Now, if I trigger actual computation of the struct it fails:

res.collect()

Hail version: 0.2.63-cb767a7507c8
Error summary: HailException: array index out of bounds: index=1, length=1
----------
Python traceback:
  File "<ipython-input-7-b20bb2a7b3af>", line 1, in <module>
    res = hl.struct(**{'AC': nisc[mt.row_key].info.AC[mt.a_index-1],

How can I see which row fails here and why? I need to identify the row in NISC perhaps that gives the issue.

Maybe something like:

mt.filter_rows(hl.len(nisc[mt.row_key].info.AC) >= mt.a_index - 1)

to get a table of only the problematic ones?

1 Like

I faced an issue though.
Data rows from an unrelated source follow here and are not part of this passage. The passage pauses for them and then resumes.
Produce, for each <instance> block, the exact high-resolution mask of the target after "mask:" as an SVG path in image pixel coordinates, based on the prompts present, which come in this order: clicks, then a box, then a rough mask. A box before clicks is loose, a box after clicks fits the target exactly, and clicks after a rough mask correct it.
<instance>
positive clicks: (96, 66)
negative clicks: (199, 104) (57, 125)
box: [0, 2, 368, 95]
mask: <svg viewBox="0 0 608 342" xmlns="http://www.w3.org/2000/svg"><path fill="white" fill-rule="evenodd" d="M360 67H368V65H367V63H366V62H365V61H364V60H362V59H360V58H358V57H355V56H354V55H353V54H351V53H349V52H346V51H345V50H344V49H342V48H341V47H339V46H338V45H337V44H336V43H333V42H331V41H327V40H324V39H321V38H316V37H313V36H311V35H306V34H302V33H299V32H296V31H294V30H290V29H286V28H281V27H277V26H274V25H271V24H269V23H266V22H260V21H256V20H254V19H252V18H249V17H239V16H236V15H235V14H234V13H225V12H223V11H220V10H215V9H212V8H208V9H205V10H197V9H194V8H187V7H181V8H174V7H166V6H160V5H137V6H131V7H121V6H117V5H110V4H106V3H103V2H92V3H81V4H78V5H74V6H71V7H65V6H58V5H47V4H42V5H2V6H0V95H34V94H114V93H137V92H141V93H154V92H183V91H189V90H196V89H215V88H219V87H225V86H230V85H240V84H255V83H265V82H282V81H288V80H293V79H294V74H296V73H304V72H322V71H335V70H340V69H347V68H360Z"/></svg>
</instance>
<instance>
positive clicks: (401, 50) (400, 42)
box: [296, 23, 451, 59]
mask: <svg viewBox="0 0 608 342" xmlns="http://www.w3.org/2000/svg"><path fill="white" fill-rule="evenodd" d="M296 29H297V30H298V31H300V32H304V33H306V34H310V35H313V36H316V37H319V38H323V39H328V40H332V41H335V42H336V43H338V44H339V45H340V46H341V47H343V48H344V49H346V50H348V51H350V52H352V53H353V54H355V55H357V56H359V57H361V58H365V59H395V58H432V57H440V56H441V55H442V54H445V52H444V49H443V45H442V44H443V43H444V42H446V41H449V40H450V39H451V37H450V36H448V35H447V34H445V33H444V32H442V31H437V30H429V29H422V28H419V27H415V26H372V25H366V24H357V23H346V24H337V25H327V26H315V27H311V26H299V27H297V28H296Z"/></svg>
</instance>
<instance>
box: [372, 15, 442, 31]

I am subsetting then NISC dataset later on:

mt_problem = mt.filter_rows(hl.len(nisc[mt.row_key].info.AC) >= mt.a_index - 1)
nisc_problem = nisc[mt_problem.row_key].info.AC

And what I see when I print it by using show() function is the following:

±--------------±----------------±-------------+
| locus | alleles | |
±--------------±----------------±-------------+
| locus | array | array |
±--------------±----------------±-------------+
| chr20:87623 | [“T”,“C”] | [8] |
| chr20:96321 | [“T”,“C”] | [241] |
| chr20:96372 | [“C”,“T”] | [5] |
| chr20:145508 | [“T”,“C”] | [6] |
| chr20:145514 | [“GCAAA”,“G”] | [49] |
| chr20:145572 | [“T”,“C”] | [2] |

When I take another non-problematic datset cidr and run the same functions with it the output is the same (same variant positions) which is wrong because it does not have any issues with it, it runs fine.

I have also counted the number of allegedly problematic rows of mt rows with cidr (which does not have any in reality) and it is 11034 while with nisc I see 4689. So, the query - mt.filter_rows(hl.len(nisc[mt.row_key].info.AC) >= mt.a_index - 1) - does not seem to return correct results.

I verified that the number of items in the AC are 1 and a_index is 1 in these cases, so these are not problematic rows.